Jörg Skriebeleit studied empirical cultural studies and European ethnology at the University of Tübingen and at the Humboldt-University Berlin. He gained his PhD at the Center for Anti-Semitism Studies of the TU Berlin with a dissertation on Flossenbürg as a memorial site. He has been working at the Flossenbürg Concentration Camp Memorial since 1996 and, since 1999, has functioned as its head. He published on the memorial’s history and initiated a radical reconceptualization thereof. Working toward lived commemorative culture as well as a tolerant, open society, he is also an engaged member of the action group “Weiden Is Colorful,” among others. In 2013, Skriebeleit received the Cross of Merit of the Federal Republic of Germany for his commitment and efforts. In 2014, the Flossenbürg Concentration Camp Memorial was nominated for the European Museum Award. In 2016, he received the Bavarian Constitutional Silver Medal.

Thomas Kaestle (cultural studies scholar, Hannover): The Frame as Art: Structures for Cultural Openness

Thomas Kaestle

Cultural progress and the conditions set by municipal administration are often difficult to unite. Culture requires intellectual and urban-spatial gaps, but it should not be handed over to arbitrariness. How can we support projects, which transcend the status quo—that is, which delve into the unheard, unthinkable, and unfitting—beyond the compulsion to direct understandability and presentability?

As cultural studies scholar, Thomas Kaestle has been a foundational member of the Expert Advisory Council for Art in Urban Spaces of the Provincial Capital Hannover since 2017. As art mediator, he oversees the program “Circumventing Art” for the city’s department of culture. He is an editor, interdisciplinary reader, and author of scholarly, essayistic, as well as journalistic texts on culture, urbanity, and cultural politics.

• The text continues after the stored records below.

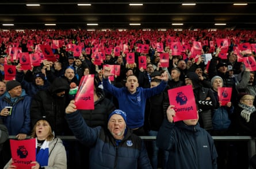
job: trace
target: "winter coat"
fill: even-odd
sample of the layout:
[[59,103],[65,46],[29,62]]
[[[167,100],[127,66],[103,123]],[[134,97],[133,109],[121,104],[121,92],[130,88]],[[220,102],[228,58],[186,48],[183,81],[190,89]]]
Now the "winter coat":
[[152,168],[141,139],[127,128],[124,139],[117,146],[108,129],[90,128],[79,111],[67,114],[67,120],[75,137],[91,147],[90,168]]
[[46,116],[52,125],[56,135],[62,135],[67,129],[64,114],[66,107],[68,104],[67,100],[68,96],[57,96],[55,92],[60,89],[66,90],[67,93],[69,85],[65,80],[58,77],[48,90],[39,91],[34,96],[30,108],[32,126],[43,116]]
[[217,92],[211,90],[213,92],[215,99],[217,100],[217,105],[212,111],[212,125],[213,130],[226,130],[230,128],[231,123],[231,114],[234,111],[234,107],[230,108],[226,106],[219,106],[218,93]]
[[8,129],[10,135],[18,133],[29,134],[30,132],[30,107],[31,97],[22,89],[20,96],[11,98],[9,92],[0,100],[0,110],[5,107],[12,107],[12,114],[7,116],[0,116]]
[[39,86],[35,82],[29,82],[24,78],[24,73],[17,72],[16,80],[21,84],[22,89],[24,89],[28,95],[30,97],[34,96],[38,91],[47,90],[50,85],[49,82],[47,80],[44,80],[44,84],[43,86]]
[[156,146],[169,151],[167,166],[172,169],[217,169],[217,152],[211,136],[203,128],[166,119],[156,137]]
[[[55,138],[49,143],[49,158],[48,166],[44,169],[66,169],[67,156],[62,140]],[[12,159],[5,165],[3,169],[8,168]]]
[[169,105],[167,92],[162,92],[147,100],[145,111],[144,128],[159,131]]
[[8,139],[8,130],[6,127],[2,124],[2,119],[0,119],[0,154],[3,143]]
[[246,122],[240,115],[243,109],[238,106],[235,108],[232,128],[239,135],[256,136],[256,111],[252,112],[250,116],[250,120]]

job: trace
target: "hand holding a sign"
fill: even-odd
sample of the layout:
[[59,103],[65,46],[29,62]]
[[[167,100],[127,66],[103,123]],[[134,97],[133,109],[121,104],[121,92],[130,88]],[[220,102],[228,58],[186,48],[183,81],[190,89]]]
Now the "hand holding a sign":
[[14,169],[14,168],[17,168],[17,166],[12,165],[12,164],[14,163],[14,161],[12,161],[12,163],[10,163],[10,166],[8,167],[8,169]]
[[232,105],[232,103],[231,102],[230,102],[230,101],[229,101],[229,102],[228,102],[228,103],[227,103],[227,104],[226,105],[221,105],[221,101],[219,101],[219,104],[220,104],[220,106],[227,106],[227,107],[231,107],[231,105]]
[[107,78],[109,76],[114,75],[110,73],[110,68],[105,67],[103,71],[103,78]]
[[21,72],[21,64],[18,64],[17,66],[16,66],[16,69],[18,72]]
[[168,81],[168,74],[166,72],[163,72],[161,74],[161,77],[159,78],[160,79],[165,81],[166,82]]
[[175,116],[175,114],[176,113],[174,109],[173,109],[174,108],[174,106],[171,105],[169,105],[167,109],[166,110],[167,118],[170,123],[173,122],[173,117]]
[[40,168],[40,165],[37,162],[32,162],[31,164],[35,164],[34,166],[31,167],[31,169],[39,169]]
[[77,107],[75,105],[75,101],[70,101],[70,104],[66,108],[66,113],[67,114],[74,113],[77,111]]
[[18,140],[24,140],[26,137],[26,134],[24,133],[18,133],[16,135],[16,137]]

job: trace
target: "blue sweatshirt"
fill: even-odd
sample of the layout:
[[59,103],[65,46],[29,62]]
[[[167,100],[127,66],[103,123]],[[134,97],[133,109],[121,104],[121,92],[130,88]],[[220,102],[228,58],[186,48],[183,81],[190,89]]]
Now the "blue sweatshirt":
[[129,128],[143,126],[147,99],[161,93],[167,85],[166,82],[162,81],[159,85],[152,88],[138,87],[136,92],[131,94],[126,87],[118,88],[112,85],[108,78],[103,78],[102,82],[104,90],[117,99],[119,109],[127,113],[127,126]]

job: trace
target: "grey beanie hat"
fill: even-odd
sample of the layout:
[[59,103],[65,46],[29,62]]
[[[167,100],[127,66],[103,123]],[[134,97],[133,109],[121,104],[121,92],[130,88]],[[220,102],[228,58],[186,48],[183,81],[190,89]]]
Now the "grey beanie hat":
[[222,79],[221,77],[219,76],[213,76],[213,77],[212,78],[212,79],[211,80],[211,84],[212,86],[212,84],[213,84],[213,81],[216,78],[220,78],[222,82],[223,82],[223,79]]

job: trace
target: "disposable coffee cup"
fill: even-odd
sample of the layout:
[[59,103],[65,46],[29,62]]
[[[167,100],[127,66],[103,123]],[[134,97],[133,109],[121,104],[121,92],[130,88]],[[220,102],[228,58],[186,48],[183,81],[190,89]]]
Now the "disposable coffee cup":
[[9,115],[12,115],[12,109],[13,109],[13,107],[11,106],[6,106],[5,107],[5,108],[7,108],[9,111]]

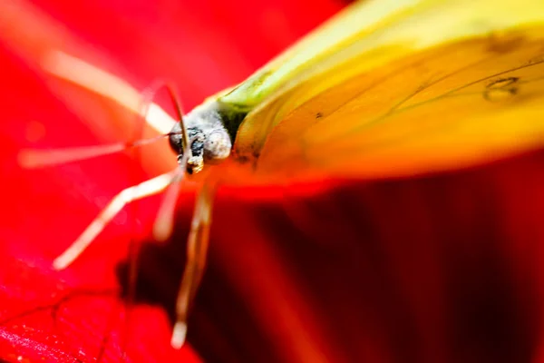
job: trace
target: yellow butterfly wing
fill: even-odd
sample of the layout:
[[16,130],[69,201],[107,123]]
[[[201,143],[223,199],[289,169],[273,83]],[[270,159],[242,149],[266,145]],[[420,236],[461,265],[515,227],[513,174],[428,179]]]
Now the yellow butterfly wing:
[[453,169],[544,142],[544,2],[369,1],[219,97],[266,178]]

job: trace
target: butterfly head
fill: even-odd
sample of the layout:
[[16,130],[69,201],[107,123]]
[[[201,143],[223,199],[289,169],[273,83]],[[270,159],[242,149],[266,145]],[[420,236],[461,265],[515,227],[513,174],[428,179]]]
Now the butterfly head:
[[[183,142],[182,126],[187,132],[188,147]],[[232,149],[232,141],[221,115],[213,107],[199,107],[184,116],[172,128],[170,144],[178,154],[178,162],[187,161],[186,170],[189,174],[200,172],[204,164],[224,161]],[[189,152],[186,158],[184,152]]]

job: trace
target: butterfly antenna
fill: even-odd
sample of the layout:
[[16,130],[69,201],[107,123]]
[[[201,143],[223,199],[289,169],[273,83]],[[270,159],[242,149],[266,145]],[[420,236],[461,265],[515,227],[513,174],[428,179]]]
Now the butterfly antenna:
[[121,152],[127,149],[155,142],[170,135],[170,133],[167,133],[150,139],[141,139],[131,142],[115,142],[107,145],[79,146],[54,150],[23,149],[17,155],[17,161],[19,165],[24,169],[45,168]]
[[174,214],[176,202],[180,194],[180,186],[183,179],[185,179],[187,161],[191,156],[191,150],[189,144],[189,133],[187,132],[187,127],[183,119],[183,111],[176,89],[173,84],[167,82],[158,83],[155,87],[156,90],[165,88],[168,91],[170,101],[176,111],[176,116],[180,122],[183,145],[183,152],[178,157],[178,170],[172,178],[171,184],[164,194],[162,202],[157,213],[157,219],[153,225],[153,238],[156,240],[164,241],[171,235],[173,231]]

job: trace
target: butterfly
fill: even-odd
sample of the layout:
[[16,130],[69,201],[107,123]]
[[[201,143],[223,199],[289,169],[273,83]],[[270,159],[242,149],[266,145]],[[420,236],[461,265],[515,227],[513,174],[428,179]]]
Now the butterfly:
[[[48,72],[108,94],[83,79],[98,75],[88,64],[62,53],[47,59]],[[206,265],[220,185],[417,175],[539,148],[543,86],[540,1],[355,3],[247,81],[187,114],[178,109],[180,122],[150,96],[141,113],[169,138],[179,167],[122,191],[53,266],[67,268],[125,204],[165,190],[155,235],[168,238],[177,186],[182,179],[199,181],[171,340],[179,348]],[[123,104],[139,111],[141,97],[131,100]],[[44,166],[126,146],[24,151],[20,161]]]

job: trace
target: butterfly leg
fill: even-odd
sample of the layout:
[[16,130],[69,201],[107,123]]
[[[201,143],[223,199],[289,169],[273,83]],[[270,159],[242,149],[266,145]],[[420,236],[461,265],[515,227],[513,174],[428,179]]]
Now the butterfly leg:
[[187,241],[187,262],[176,301],[176,323],[171,345],[181,348],[187,334],[187,314],[206,266],[215,186],[204,184],[195,204]]
[[160,192],[171,182],[172,173],[167,172],[121,191],[89,224],[78,239],[54,260],[53,268],[63,270],[73,262],[126,204]]

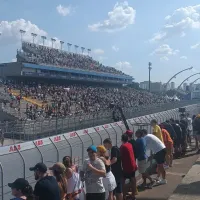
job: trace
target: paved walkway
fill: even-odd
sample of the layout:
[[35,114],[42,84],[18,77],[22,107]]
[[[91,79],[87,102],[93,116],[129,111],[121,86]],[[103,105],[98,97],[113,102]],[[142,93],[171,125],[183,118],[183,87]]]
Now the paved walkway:
[[[139,195],[137,196],[137,200],[167,200],[173,194],[174,191],[175,191],[174,195],[179,195],[179,196],[177,196],[177,198],[174,198],[172,196],[170,200],[189,200],[189,199],[192,200],[193,197],[191,196],[189,199],[180,198],[180,194],[179,194],[180,189],[178,189],[179,187],[177,188],[177,186],[182,182],[182,180],[183,181],[190,180],[192,182],[191,179],[187,178],[188,175],[184,179],[183,177],[188,173],[188,171],[191,169],[191,167],[196,162],[198,157],[199,156],[196,155],[196,151],[191,150],[190,152],[186,154],[186,157],[174,160],[173,167],[167,170],[168,183],[166,185],[157,186],[157,187],[154,187],[153,189],[147,189],[143,192],[140,192]],[[200,161],[198,165],[199,165],[199,170],[197,171],[199,172],[199,181],[200,181]],[[193,167],[191,170],[195,171],[196,169]],[[196,176],[196,179],[197,179],[197,173],[198,173],[197,171],[196,171],[196,174],[194,174],[194,176]],[[186,185],[183,185],[181,187],[183,188],[181,191],[185,190],[184,186]],[[199,199],[200,199],[200,187],[199,187],[199,193],[197,195],[199,195]]]

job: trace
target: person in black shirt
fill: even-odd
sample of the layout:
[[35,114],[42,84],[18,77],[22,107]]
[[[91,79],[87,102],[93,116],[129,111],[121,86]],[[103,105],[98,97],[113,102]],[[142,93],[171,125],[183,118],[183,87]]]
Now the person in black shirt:
[[111,170],[115,177],[117,187],[113,191],[117,200],[122,200],[122,167],[121,167],[121,157],[120,150],[117,146],[112,146],[112,141],[107,138],[103,141],[103,144],[107,150],[111,150]]
[[44,163],[38,163],[30,168],[34,171],[37,183],[34,189],[36,200],[60,200],[58,183],[53,176],[47,174],[47,167]]

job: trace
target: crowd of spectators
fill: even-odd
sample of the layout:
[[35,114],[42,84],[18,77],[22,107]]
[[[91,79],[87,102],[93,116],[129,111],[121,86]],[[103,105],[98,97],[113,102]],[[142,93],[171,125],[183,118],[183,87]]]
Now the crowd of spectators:
[[11,92],[12,90],[41,104],[42,106],[37,106],[27,103],[26,111],[35,113],[40,110],[45,113],[45,117],[55,114],[70,116],[105,111],[109,109],[111,103],[122,108],[138,108],[141,105],[159,105],[169,101],[163,96],[129,87],[108,88],[10,82],[6,85],[5,91]]
[[114,67],[104,66],[88,55],[71,53],[27,42],[23,42],[22,50],[23,52],[18,52],[17,54],[17,60],[19,62],[30,62],[71,69],[125,75]]

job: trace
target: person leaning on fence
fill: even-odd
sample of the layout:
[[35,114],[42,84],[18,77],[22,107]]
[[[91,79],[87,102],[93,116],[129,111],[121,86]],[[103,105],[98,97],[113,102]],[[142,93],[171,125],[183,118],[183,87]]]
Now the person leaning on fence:
[[66,167],[64,164],[58,162],[49,168],[53,172],[53,176],[56,178],[58,187],[60,190],[60,200],[66,199],[67,194],[67,179],[66,179]]
[[60,200],[58,183],[53,176],[49,176],[44,163],[37,163],[30,171],[34,172],[37,181],[34,188],[35,200]]
[[33,188],[28,181],[23,178],[16,179],[13,183],[8,183],[15,197],[11,200],[34,200]]
[[123,168],[123,197],[126,199],[127,187],[125,185],[126,179],[131,180],[132,198],[135,200],[136,193],[136,178],[135,172],[137,171],[137,165],[131,143],[128,142],[128,136],[122,135],[122,145],[120,147],[122,168]]
[[140,185],[140,187],[146,188],[147,187],[146,180],[149,179],[150,184],[148,185],[148,188],[151,189],[153,187],[154,181],[147,172],[148,157],[146,154],[146,144],[145,144],[145,140],[143,138],[143,131],[139,129],[135,132],[135,135],[137,137],[136,148],[137,148],[137,152],[138,152],[138,157],[137,157],[138,171],[140,174],[142,174],[142,179],[143,179],[143,183]]
[[73,165],[70,156],[63,158],[63,164],[66,167],[66,178],[67,178],[67,199],[78,200],[79,194],[83,192],[78,168]]
[[110,138],[107,138],[103,141],[105,148],[111,151],[110,162],[111,162],[111,171],[115,177],[117,187],[114,189],[113,193],[116,196],[117,200],[122,200],[122,166],[121,166],[121,156],[120,150],[117,146],[112,145]]
[[[160,127],[159,127],[160,128]],[[148,134],[147,130],[143,130],[143,136],[146,143],[146,149],[151,150],[154,154],[158,167],[158,184],[166,184],[166,172],[164,169],[166,147],[161,140],[153,134]],[[160,179],[162,176],[162,179]]]
[[86,200],[105,200],[103,178],[106,177],[105,164],[97,157],[97,148],[92,145],[87,149],[86,159],[81,170],[82,180],[86,185]]
[[106,148],[103,145],[97,147],[97,154],[99,158],[104,162],[106,167],[106,177],[103,178],[103,184],[106,190],[106,199],[113,200],[113,190],[116,188],[117,184],[115,177],[111,172],[111,162],[109,155],[106,154]]

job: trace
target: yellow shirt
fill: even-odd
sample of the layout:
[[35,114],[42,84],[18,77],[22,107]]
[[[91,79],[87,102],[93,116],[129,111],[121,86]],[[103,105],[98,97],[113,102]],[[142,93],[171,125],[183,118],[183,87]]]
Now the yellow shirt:
[[163,137],[162,137],[162,131],[160,129],[160,126],[156,125],[153,127],[153,134],[160,139],[162,143],[164,143]]

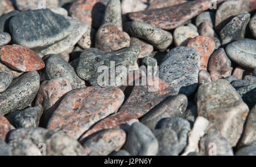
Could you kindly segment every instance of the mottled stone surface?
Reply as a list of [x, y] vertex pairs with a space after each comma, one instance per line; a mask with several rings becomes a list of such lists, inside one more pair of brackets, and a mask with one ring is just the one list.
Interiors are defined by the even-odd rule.
[[159, 50], [164, 50], [172, 42], [172, 36], [168, 31], [141, 22], [129, 22], [123, 25], [123, 30], [131, 36], [143, 38]]
[[0, 93], [0, 114], [22, 110], [28, 106], [38, 93], [40, 77], [36, 71], [24, 74], [13, 80], [10, 87]]
[[107, 156], [122, 148], [126, 138], [126, 134], [122, 130], [110, 129], [89, 136], [82, 144], [87, 155]]
[[[119, 1], [119, 0], [118, 0]], [[96, 33], [95, 47], [104, 51], [115, 51], [130, 46], [130, 36], [114, 23], [105, 23]]]
[[2, 48], [0, 57], [7, 66], [20, 72], [39, 70], [44, 67], [44, 62], [36, 52], [17, 45]]
[[141, 47], [141, 53], [139, 58], [150, 56], [154, 50], [154, 47], [146, 41], [137, 38], [137, 37], [131, 37], [130, 45], [138, 45]]
[[231, 61], [226, 55], [223, 48], [215, 51], [209, 59], [208, 68], [209, 71], [216, 71], [224, 74], [231, 67]]
[[113, 87], [71, 91], [53, 112], [47, 128], [78, 139], [94, 123], [117, 112], [123, 99], [122, 91]]
[[5, 141], [7, 133], [14, 129], [5, 117], [0, 115], [0, 140]]
[[73, 89], [86, 87], [84, 81], [77, 76], [74, 68], [60, 56], [50, 54], [44, 61], [46, 64], [44, 71], [47, 79], [62, 77], [67, 78], [69, 81]]
[[36, 51], [65, 38], [72, 31], [69, 22], [64, 16], [49, 9], [17, 14], [11, 18], [9, 26], [15, 44]]
[[213, 53], [215, 42], [208, 37], [198, 36], [188, 42], [188, 46], [196, 49], [201, 57], [201, 63], [199, 70], [207, 70], [208, 59]]
[[131, 125], [139, 122], [135, 115], [131, 113], [118, 112], [96, 123], [93, 126], [80, 136], [79, 140], [82, 140], [89, 135], [95, 134], [104, 129], [119, 127], [126, 124]]
[[42, 57], [49, 54], [59, 54], [74, 46], [86, 32], [88, 25], [79, 19], [65, 16], [73, 28], [71, 33], [65, 38], [39, 52]]
[[226, 80], [220, 79], [199, 87], [198, 115], [210, 122], [207, 131], [220, 134], [232, 145], [240, 138], [249, 108]]
[[233, 156], [232, 147], [224, 137], [218, 134], [205, 135], [200, 141], [200, 153], [204, 156]]
[[159, 78], [179, 93], [189, 95], [196, 89], [200, 64], [198, 52], [180, 46], [169, 52], [159, 66]]
[[250, 111], [240, 147], [256, 144], [256, 105]]
[[124, 149], [132, 156], [155, 156], [158, 148], [158, 140], [148, 127], [139, 122], [131, 125]]
[[6, 117], [15, 128], [38, 127], [40, 118], [43, 114], [42, 105], [38, 104], [34, 107], [23, 110], [14, 110], [9, 113]]
[[220, 37], [222, 45], [245, 37], [245, 29], [250, 21], [250, 14], [236, 16], [220, 31]]
[[163, 8], [130, 13], [129, 17], [132, 20], [143, 22], [164, 29], [172, 29], [207, 10], [209, 6], [207, 1], [189, 1]]
[[256, 68], [256, 40], [239, 40], [228, 45], [225, 50], [228, 56], [239, 65]]
[[152, 130], [162, 118], [181, 117], [187, 104], [188, 99], [184, 95], [168, 96], [143, 117], [141, 122]]
[[0, 46], [8, 44], [11, 40], [10, 34], [7, 32], [0, 32]]
[[40, 127], [24, 128], [12, 131], [8, 137], [9, 143], [15, 144], [15, 141], [17, 140], [26, 140], [30, 142], [30, 147], [27, 145], [28, 148], [35, 147], [40, 149], [44, 144], [47, 156], [86, 155], [82, 145], [76, 139], [65, 134]]
[[[131, 46], [129, 48], [121, 49], [116, 52], [108, 52], [101, 51], [96, 48], [91, 48], [84, 50], [79, 58], [79, 63], [76, 68], [78, 76], [82, 79], [89, 82], [92, 85], [98, 85], [98, 77], [102, 79], [105, 75], [105, 71], [107, 71], [107, 76], [109, 76], [109, 72], [112, 68], [117, 66], [124, 66], [128, 68], [129, 66], [133, 66], [139, 57], [141, 49], [138, 46]], [[105, 66], [103, 68], [102, 66]], [[98, 67], [101, 67], [98, 69]], [[102, 71], [104, 72], [102, 73]], [[98, 71], [98, 72], [97, 72]], [[118, 76], [118, 72], [114, 72], [115, 76]], [[113, 75], [113, 74], [112, 74]], [[102, 85], [120, 85], [122, 83], [119, 83], [104, 78], [101, 82]], [[110, 80], [110, 83], [109, 83]]]
[[188, 26], [180, 26], [174, 32], [174, 44], [176, 46], [187, 46], [188, 42], [199, 33]]

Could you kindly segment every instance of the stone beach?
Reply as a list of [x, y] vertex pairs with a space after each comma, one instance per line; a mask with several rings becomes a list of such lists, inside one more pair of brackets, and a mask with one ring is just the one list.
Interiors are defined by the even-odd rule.
[[256, 156], [256, 0], [44, 1], [0, 0], [0, 156]]

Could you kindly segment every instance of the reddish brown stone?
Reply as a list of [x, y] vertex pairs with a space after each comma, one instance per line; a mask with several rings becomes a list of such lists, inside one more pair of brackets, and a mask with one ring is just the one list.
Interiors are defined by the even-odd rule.
[[[154, 81], [147, 82], [146, 85], [142, 85], [142, 78], [135, 81], [135, 85], [119, 112], [131, 113], [140, 118], [168, 96], [177, 94], [168, 84], [159, 78], [155, 78]], [[139, 82], [140, 85], [136, 85]]]
[[223, 48], [220, 48], [210, 56], [209, 59], [209, 71], [216, 71], [224, 74], [229, 70], [231, 61], [226, 55]]
[[26, 47], [6, 45], [0, 50], [0, 56], [7, 66], [20, 72], [39, 70], [44, 67], [40, 56]]
[[124, 112], [118, 112], [97, 123], [91, 129], [84, 134], [79, 140], [83, 140], [86, 137], [104, 129], [120, 127], [122, 125], [131, 124], [138, 121], [139, 120], [134, 115]]
[[208, 9], [209, 5], [209, 2], [205, 0], [189, 1], [173, 6], [132, 12], [129, 14], [129, 17], [132, 20], [172, 29]]
[[150, 3], [150, 6], [147, 9], [151, 10], [172, 6], [186, 2], [186, 0], [154, 0], [151, 3]]
[[78, 0], [75, 2], [69, 9], [73, 18], [92, 25], [100, 27], [105, 13], [106, 0]]
[[207, 70], [208, 59], [213, 53], [215, 42], [210, 38], [199, 36], [189, 41], [188, 46], [195, 48], [201, 57], [201, 66], [200, 70]]
[[14, 129], [6, 117], [0, 115], [0, 139], [5, 140], [8, 132]]
[[95, 46], [104, 51], [116, 51], [130, 46], [130, 36], [114, 23], [106, 23], [96, 33]]
[[123, 100], [123, 92], [113, 87], [73, 90], [64, 96], [47, 128], [78, 139], [96, 122], [117, 112]]

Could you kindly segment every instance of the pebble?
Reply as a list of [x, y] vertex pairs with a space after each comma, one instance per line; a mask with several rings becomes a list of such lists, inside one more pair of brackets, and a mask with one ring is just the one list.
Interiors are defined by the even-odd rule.
[[88, 137], [82, 144], [86, 155], [107, 156], [121, 148], [126, 138], [126, 134], [122, 130], [110, 129]]
[[201, 63], [199, 70], [207, 70], [208, 60], [213, 53], [215, 42], [208, 37], [198, 36], [191, 40], [187, 45], [196, 49], [201, 57]]
[[[135, 83], [139, 82], [141, 82], [141, 79], [135, 80]], [[157, 83], [158, 85], [153, 87]], [[131, 113], [137, 118], [141, 118], [167, 97], [177, 93], [167, 83], [155, 78], [153, 81], [150, 81], [146, 85], [135, 85], [119, 112]]]
[[8, 44], [11, 40], [11, 36], [7, 32], [0, 32], [0, 47]]
[[122, 129], [126, 125], [131, 125], [135, 122], [139, 121], [134, 115], [119, 112], [96, 123], [92, 129], [80, 136], [79, 140], [81, 141], [86, 137], [102, 130], [117, 127]]
[[[86, 152], [78, 141], [57, 132], [41, 127], [30, 127], [12, 131], [8, 136], [8, 142], [15, 144], [15, 141], [27, 143], [24, 146], [42, 148], [45, 144], [46, 156], [84, 156]], [[20, 145], [16, 143], [16, 147]], [[20, 150], [22, 151], [23, 149]], [[27, 152], [30, 153], [30, 152]]]
[[75, 46], [86, 32], [88, 26], [85, 23], [76, 18], [67, 16], [65, 18], [69, 21], [73, 27], [71, 33], [67, 38], [41, 50], [39, 54], [42, 57], [49, 54], [59, 54], [68, 50]]
[[250, 110], [247, 118], [242, 138], [239, 143], [240, 147], [256, 144], [256, 105]]
[[151, 130], [162, 118], [180, 117], [185, 112], [188, 99], [184, 95], [170, 96], [155, 106], [141, 119], [141, 122]]
[[11, 156], [11, 148], [2, 139], [0, 139], [0, 156]]
[[5, 141], [8, 132], [13, 129], [15, 128], [10, 123], [8, 119], [0, 115], [0, 140]]
[[14, 110], [22, 110], [31, 104], [40, 87], [36, 71], [28, 72], [13, 81], [10, 87], [0, 93], [0, 114]]
[[65, 38], [70, 35], [72, 28], [64, 16], [49, 9], [17, 14], [11, 18], [9, 26], [14, 42], [35, 51]]
[[52, 114], [47, 129], [78, 139], [92, 125], [117, 112], [123, 100], [123, 92], [113, 87], [69, 92]]
[[6, 115], [6, 118], [16, 129], [38, 127], [42, 114], [43, 107], [38, 104], [23, 110], [13, 111]]
[[204, 156], [233, 156], [229, 142], [218, 134], [205, 135], [200, 141], [200, 153]]
[[200, 57], [192, 47], [172, 49], [159, 65], [159, 78], [179, 92], [191, 95], [197, 87]]
[[171, 33], [150, 24], [136, 21], [126, 22], [123, 29], [131, 36], [144, 39], [159, 50], [166, 49], [172, 42]]
[[226, 47], [228, 56], [239, 65], [256, 68], [256, 41], [245, 38], [233, 42]]
[[0, 56], [7, 66], [20, 72], [39, 70], [44, 67], [39, 55], [26, 47], [17, 45], [5, 46], [0, 50]]
[[220, 37], [222, 45], [245, 37], [245, 29], [250, 21], [250, 14], [237, 15], [221, 29]]
[[56, 54], [46, 57], [44, 72], [47, 80], [62, 77], [67, 78], [73, 89], [86, 87], [84, 81], [76, 75], [73, 67], [64, 59]]
[[124, 149], [132, 156], [156, 156], [158, 148], [157, 139], [147, 126], [139, 122], [131, 125]]
[[95, 47], [103, 51], [116, 51], [130, 46], [130, 40], [129, 35], [122, 31], [122, 27], [105, 23], [96, 33]]
[[174, 32], [174, 41], [176, 46], [187, 46], [188, 42], [199, 34], [188, 26], [180, 26]]
[[256, 156], [256, 144], [240, 149], [236, 152], [236, 156]]
[[190, 130], [189, 123], [183, 118], [170, 117], [161, 119], [153, 131], [159, 144], [158, 155], [179, 155], [187, 144]]
[[209, 71], [216, 71], [220, 74], [227, 72], [231, 67], [231, 61], [223, 48], [215, 51], [209, 59]]
[[198, 115], [209, 121], [207, 132], [221, 134], [235, 146], [249, 112], [240, 95], [228, 81], [219, 79], [201, 85], [197, 99]]
[[215, 22], [215, 14], [211, 11], [205, 11], [196, 17], [196, 25], [199, 27], [201, 23], [208, 23], [211, 27], [213, 27]]
[[256, 39], [256, 14], [251, 18], [249, 23], [250, 29], [254, 39]]
[[[105, 79], [102, 83], [99, 83], [98, 77], [104, 75], [104, 73], [101, 74], [100, 73], [103, 70], [97, 72], [98, 68], [99, 66], [106, 66], [106, 71], [109, 71], [109, 70], [111, 70], [110, 69], [112, 67], [111, 62], [114, 62], [114, 65], [112, 65], [113, 67], [122, 65], [128, 68], [129, 66], [133, 66], [134, 64], [139, 57], [140, 52], [141, 49], [138, 46], [131, 46], [118, 51], [111, 52], [91, 48], [84, 50], [81, 54], [76, 72], [80, 78], [89, 82], [93, 86], [98, 85], [100, 84], [101, 84], [101, 86], [121, 85], [123, 84], [123, 83], [119, 82], [117, 79], [116, 82], [110, 79]], [[117, 74], [115, 75], [118, 76]]]
[[130, 13], [131, 20], [143, 22], [162, 29], [172, 29], [209, 8], [209, 2], [204, 0], [187, 2], [164, 8]]

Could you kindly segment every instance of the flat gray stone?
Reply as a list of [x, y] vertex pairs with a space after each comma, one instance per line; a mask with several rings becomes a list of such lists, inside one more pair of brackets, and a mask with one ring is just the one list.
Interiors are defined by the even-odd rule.
[[172, 42], [172, 36], [168, 31], [155, 25], [141, 22], [126, 22], [123, 30], [130, 36], [144, 39], [159, 50], [165, 50]]
[[6, 118], [16, 129], [38, 127], [42, 114], [43, 107], [42, 105], [38, 104], [21, 111], [11, 112], [6, 115]]
[[245, 38], [233, 42], [226, 47], [226, 53], [240, 66], [256, 68], [256, 40]]
[[73, 89], [86, 87], [84, 81], [77, 76], [74, 68], [58, 55], [48, 55], [44, 61], [47, 80], [62, 77], [69, 81]]
[[30, 105], [39, 87], [40, 77], [36, 71], [26, 72], [14, 79], [9, 87], [0, 93], [0, 114], [22, 110]]
[[64, 16], [49, 9], [27, 11], [16, 15], [9, 23], [15, 44], [39, 51], [67, 37], [72, 27]]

Panel 2 From Experiment to Permanentization

Hannah Kordes (architect, Linz): Right to Rurality in Urban Spaces — What the Leisenhof-Area Can Teach Us

Hannah Kordes

The Linz Leisenhof Ensemble has been undergoing a process of transformation over the past six years. Strategies, developed in a processual manner, are being discussed in order to direct the proprietor’s (i.e. the diocese’s) logic of utilization as well as to secure the holistic potentials of the neighboring gardening initiatives as green spaces of education and encounter.

Hannah Kordes is a trained architect. She is campaigning for the utilization of spatial resources for the common good and the participation of diverse groups of people in processes of planning. In the context of her doctoral dissertation, with the Leisenhof area functioning as her case study, she is seeking to develop strategies of securing rural qualities within urban spaces.

Gunnar Grandel (urbanist, Vienna): What Remains at the Place of Importance?

Gunnar Grandel

In 2017, refugees and students of the TU Vienna activated the Design-Build-Campus OPENmarx in the south of Vienna under the title “Place of Importance.” An “urbanist-ethnographic experiment” analyzes this interdisciplinary artistic process of activation and carves out factors of permanentization.

Gunnar Grandel analyzes the possibilities of sociocultural initiative in urban spaces from multiple perspectives. Having finished his studies in urban studies at the Bauhaus University Weimar, he is currently working in this field as a research fellow at the GABU Heindl Architecture. He is also undergoing a course of studies in urban development and spatial planning at the TU Vienna. His engagement with the collective “Raumstation” (Weimar/Berlin/Vienna), characterized by interventions, installations, and processes of activation, supplements Grandel’s work with an artistic-activist and entirely practical perspective.